Many of the interviews include stories of violence, censorship, and corruption that exists in Mexican journalism. Why is it so essential to document attacks on free speech and the press?
It is essential for archival repositories to play a role in capturing any silencing that occurs, whether deliberate or unintentional in order to maintain a more complete and comprehensible historical record. In the case of this collection, journalists are brave enough to work under these conditions even if it means resorting to self-censorship when their lives are threatened. Archives can play a role in facilitating their stories being heard (or seen) and for researchers to further bring attention to these important silences.
In addition to the interviews, the Lawrence Gipe Operation Streamline Sketches section illustrates “trials of detainees who are accused of illegal immigration into the United States as part of the Operation Streamline program.” Operation Streamline is known for its “zero-tolerance” approach to immigration. Why was it so important to capture the damaging effects of this program? Why were these pieces chosen to be pencil sketches?
Videography or audio recording is not allowed in Operation Streamline proceedings. Proceedings move quickly, so Professor Gipe found a way to represent the people going through these court proceedings through sketch renderings. To date, his sketches are one way, if not the only way, other than attending the proceedings, to gain a visual understanding of the people going through the process of deportation in court.
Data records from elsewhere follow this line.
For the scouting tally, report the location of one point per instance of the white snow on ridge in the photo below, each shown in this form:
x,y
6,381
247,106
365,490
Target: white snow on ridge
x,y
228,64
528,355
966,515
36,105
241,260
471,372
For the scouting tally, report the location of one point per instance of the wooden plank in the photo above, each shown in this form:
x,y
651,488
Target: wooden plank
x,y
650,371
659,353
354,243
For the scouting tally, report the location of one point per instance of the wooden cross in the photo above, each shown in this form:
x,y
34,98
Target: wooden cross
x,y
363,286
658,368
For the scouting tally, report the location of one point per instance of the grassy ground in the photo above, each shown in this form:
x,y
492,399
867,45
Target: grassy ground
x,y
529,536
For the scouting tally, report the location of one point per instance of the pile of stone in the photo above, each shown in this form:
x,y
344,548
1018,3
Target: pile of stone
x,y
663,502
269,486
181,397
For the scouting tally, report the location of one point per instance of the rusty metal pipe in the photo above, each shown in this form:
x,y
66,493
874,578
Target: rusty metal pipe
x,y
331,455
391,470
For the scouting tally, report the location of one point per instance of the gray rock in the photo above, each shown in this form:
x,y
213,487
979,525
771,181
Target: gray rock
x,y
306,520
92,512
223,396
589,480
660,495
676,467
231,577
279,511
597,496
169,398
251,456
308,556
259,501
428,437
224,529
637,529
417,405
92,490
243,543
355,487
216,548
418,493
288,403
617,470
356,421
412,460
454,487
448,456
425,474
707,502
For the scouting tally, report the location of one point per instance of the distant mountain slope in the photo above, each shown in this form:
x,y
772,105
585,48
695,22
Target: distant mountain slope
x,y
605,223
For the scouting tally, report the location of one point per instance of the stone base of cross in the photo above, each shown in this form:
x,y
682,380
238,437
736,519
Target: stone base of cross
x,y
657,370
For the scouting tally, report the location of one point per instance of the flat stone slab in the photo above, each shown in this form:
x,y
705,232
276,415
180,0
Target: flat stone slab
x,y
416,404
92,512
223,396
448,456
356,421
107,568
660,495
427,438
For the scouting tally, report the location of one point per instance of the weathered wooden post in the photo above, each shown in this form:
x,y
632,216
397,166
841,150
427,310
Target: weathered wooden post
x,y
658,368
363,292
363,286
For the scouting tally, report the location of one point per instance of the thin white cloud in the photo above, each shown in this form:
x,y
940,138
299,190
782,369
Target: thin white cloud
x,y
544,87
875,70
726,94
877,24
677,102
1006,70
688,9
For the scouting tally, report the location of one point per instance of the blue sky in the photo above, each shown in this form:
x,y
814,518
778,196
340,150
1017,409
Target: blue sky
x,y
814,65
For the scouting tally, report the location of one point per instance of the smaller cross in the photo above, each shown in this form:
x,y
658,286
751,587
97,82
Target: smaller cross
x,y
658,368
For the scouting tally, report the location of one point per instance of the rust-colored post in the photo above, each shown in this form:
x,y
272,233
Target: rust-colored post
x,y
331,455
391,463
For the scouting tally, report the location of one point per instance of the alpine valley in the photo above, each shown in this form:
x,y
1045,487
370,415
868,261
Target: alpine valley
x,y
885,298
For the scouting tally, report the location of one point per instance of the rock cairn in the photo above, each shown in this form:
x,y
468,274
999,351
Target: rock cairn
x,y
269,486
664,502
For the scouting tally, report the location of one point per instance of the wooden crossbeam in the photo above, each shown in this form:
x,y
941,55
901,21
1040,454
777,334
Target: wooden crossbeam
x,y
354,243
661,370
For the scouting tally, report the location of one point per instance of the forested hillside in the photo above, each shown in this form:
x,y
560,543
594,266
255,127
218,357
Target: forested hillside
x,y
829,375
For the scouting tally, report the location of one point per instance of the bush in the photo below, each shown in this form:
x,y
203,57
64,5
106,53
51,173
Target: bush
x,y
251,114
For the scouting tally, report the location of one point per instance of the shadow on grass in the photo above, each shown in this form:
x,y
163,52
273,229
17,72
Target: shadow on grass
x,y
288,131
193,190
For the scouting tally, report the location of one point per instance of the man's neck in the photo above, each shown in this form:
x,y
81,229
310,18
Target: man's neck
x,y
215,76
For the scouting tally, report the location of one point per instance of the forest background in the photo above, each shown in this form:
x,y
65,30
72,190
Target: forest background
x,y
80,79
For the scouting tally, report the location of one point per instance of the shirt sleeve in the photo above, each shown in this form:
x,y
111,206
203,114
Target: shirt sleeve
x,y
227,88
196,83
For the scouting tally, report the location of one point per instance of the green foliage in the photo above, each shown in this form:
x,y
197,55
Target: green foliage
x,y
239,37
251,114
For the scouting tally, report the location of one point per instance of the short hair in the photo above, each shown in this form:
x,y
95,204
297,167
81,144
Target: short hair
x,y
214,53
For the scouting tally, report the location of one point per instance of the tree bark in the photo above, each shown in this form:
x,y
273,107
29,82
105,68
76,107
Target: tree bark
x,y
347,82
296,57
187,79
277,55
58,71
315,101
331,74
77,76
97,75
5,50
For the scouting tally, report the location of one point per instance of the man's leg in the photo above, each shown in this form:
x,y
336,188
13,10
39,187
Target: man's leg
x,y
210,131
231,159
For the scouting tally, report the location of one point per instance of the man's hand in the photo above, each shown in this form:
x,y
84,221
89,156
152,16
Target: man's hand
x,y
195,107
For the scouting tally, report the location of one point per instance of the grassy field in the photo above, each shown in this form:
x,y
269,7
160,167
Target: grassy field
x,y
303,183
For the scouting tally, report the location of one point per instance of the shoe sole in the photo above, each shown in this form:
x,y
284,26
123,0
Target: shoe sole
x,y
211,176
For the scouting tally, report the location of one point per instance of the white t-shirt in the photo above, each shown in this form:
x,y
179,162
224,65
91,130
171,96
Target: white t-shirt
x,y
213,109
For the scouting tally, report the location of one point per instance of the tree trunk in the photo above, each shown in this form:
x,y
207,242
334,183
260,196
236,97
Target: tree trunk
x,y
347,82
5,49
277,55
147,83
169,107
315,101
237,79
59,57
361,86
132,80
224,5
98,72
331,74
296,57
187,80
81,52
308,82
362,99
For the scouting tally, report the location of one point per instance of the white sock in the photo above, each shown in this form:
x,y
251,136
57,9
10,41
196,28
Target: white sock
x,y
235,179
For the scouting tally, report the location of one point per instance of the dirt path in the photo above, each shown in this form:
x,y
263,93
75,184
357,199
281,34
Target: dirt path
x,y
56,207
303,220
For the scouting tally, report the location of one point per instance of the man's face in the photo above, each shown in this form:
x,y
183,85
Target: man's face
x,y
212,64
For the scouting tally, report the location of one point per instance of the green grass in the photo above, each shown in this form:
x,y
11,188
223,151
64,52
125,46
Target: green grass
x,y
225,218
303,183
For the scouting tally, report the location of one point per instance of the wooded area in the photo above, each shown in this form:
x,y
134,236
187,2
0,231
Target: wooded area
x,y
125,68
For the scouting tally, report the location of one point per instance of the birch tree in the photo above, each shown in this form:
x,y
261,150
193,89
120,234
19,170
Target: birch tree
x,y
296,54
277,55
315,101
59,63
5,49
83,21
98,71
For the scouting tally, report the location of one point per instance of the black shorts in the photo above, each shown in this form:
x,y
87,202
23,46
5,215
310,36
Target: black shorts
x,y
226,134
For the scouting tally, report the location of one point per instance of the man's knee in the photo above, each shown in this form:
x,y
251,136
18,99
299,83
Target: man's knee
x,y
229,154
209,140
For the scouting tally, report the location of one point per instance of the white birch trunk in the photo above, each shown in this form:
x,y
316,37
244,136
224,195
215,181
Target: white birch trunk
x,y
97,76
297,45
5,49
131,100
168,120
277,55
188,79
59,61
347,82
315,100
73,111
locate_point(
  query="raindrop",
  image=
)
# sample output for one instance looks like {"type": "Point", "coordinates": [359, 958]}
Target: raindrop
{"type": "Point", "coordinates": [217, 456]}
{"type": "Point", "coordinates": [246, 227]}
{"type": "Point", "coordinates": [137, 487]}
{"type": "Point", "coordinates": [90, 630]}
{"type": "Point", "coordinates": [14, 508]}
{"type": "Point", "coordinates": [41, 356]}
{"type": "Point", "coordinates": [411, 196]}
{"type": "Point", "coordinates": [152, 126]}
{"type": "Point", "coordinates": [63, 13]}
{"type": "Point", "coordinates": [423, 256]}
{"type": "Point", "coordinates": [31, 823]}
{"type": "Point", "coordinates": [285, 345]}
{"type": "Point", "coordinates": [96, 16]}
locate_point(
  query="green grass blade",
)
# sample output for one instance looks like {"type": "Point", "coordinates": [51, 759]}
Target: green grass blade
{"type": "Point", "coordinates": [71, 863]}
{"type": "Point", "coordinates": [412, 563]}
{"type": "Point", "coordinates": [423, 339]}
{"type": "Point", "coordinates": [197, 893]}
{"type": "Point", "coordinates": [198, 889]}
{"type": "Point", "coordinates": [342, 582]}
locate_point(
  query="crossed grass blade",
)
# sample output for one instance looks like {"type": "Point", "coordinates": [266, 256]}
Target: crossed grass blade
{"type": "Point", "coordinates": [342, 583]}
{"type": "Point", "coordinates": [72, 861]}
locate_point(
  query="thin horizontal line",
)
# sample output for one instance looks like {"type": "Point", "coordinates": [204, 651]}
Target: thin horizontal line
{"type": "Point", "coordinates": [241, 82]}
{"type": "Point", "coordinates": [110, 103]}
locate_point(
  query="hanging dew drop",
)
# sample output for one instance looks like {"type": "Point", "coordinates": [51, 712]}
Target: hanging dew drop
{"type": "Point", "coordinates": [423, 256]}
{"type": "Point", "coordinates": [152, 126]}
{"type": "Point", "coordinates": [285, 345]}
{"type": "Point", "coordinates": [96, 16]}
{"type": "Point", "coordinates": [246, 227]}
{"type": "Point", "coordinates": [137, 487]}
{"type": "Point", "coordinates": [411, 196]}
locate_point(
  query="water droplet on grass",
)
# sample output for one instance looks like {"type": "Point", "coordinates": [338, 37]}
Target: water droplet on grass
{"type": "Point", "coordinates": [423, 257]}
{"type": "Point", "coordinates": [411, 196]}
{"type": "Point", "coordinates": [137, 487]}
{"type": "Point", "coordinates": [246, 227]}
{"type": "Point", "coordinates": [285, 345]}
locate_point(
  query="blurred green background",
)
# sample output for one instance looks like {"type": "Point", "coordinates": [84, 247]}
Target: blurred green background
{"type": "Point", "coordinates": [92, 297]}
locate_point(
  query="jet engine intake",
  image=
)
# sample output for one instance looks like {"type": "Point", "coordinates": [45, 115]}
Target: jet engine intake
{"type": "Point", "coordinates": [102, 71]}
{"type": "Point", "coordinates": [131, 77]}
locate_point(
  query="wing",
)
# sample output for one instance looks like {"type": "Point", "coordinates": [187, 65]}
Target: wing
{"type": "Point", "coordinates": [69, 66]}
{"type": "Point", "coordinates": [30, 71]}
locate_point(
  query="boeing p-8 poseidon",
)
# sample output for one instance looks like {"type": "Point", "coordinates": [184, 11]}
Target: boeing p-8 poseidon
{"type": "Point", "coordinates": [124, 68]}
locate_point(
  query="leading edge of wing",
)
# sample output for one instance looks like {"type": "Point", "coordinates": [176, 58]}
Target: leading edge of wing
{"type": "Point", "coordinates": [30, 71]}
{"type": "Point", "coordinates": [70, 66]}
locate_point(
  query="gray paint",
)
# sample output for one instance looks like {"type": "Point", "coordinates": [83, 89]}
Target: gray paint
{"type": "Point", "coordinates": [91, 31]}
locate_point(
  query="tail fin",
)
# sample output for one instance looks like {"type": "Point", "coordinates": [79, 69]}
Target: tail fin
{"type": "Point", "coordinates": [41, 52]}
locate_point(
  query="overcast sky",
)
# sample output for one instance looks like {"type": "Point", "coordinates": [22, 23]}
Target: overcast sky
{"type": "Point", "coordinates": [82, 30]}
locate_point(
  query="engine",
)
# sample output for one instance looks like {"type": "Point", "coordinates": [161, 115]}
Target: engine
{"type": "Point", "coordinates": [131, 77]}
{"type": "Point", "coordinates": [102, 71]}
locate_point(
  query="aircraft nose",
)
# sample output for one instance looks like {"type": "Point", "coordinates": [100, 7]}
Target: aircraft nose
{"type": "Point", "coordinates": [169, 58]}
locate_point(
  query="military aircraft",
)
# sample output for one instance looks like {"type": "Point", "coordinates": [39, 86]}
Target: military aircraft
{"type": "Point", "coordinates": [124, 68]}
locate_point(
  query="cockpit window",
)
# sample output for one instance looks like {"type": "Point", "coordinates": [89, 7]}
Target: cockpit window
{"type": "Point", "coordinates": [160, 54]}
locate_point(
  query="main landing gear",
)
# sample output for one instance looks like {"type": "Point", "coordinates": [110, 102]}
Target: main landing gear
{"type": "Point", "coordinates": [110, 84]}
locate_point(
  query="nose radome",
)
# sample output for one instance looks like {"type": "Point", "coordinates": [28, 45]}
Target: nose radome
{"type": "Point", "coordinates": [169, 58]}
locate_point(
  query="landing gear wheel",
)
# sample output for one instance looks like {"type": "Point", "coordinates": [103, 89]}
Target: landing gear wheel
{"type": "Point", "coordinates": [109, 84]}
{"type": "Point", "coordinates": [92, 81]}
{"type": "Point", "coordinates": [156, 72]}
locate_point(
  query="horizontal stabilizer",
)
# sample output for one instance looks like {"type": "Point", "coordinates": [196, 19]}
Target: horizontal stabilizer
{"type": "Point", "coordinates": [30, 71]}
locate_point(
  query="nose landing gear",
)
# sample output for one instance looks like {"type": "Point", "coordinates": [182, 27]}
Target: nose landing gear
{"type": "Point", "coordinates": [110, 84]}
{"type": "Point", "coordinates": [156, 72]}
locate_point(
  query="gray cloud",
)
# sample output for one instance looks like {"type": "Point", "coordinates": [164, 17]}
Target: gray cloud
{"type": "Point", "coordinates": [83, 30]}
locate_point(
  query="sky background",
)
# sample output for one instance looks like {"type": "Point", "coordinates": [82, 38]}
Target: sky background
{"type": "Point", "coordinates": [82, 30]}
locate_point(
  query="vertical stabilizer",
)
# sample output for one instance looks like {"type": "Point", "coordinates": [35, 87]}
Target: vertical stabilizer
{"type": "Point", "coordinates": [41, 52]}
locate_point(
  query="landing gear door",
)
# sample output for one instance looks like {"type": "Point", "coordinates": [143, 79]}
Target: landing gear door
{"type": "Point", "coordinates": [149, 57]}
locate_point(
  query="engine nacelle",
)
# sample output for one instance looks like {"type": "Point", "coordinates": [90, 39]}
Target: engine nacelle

In the spring of 2019, the Trump administration cut funding for educational and recreational activities at temporary “shelters” for migrant children. The Trump presidency has also abetted a growing distrust of news outlets. What is the significance of a collection not only centered on Mexican-US borders, but also on the state of journalism, especially in today’s political climate?
Our intention for The Documented Border is to provide access to multifaceted and interdisciplinary accounts of the border. We started the archive with two timely areas of interest that have had national or international attention. By providing the voices for those who speak for and about the press, we facilitate learning about a crucial moment in history and the impact that various factors have on freedom of the press. As immigration discussions take place on a national stage, providing illustrations of people’s lived experiences paints a more complete picture, or at least begins to do so. Our intention is to continue to expand The Documented Border by adding additional multifaceted collections that will add to the narrative of the border. Primary source documentation allows people to see or hear these lived experiences and perhaps offers a better, fuller understanding of the US-Mexico borderlands. For those studying the region, availability of primary and open-source documentation that more accurately represents the region can benefit and inspire research in areas that have previously been covered only with surface understanding.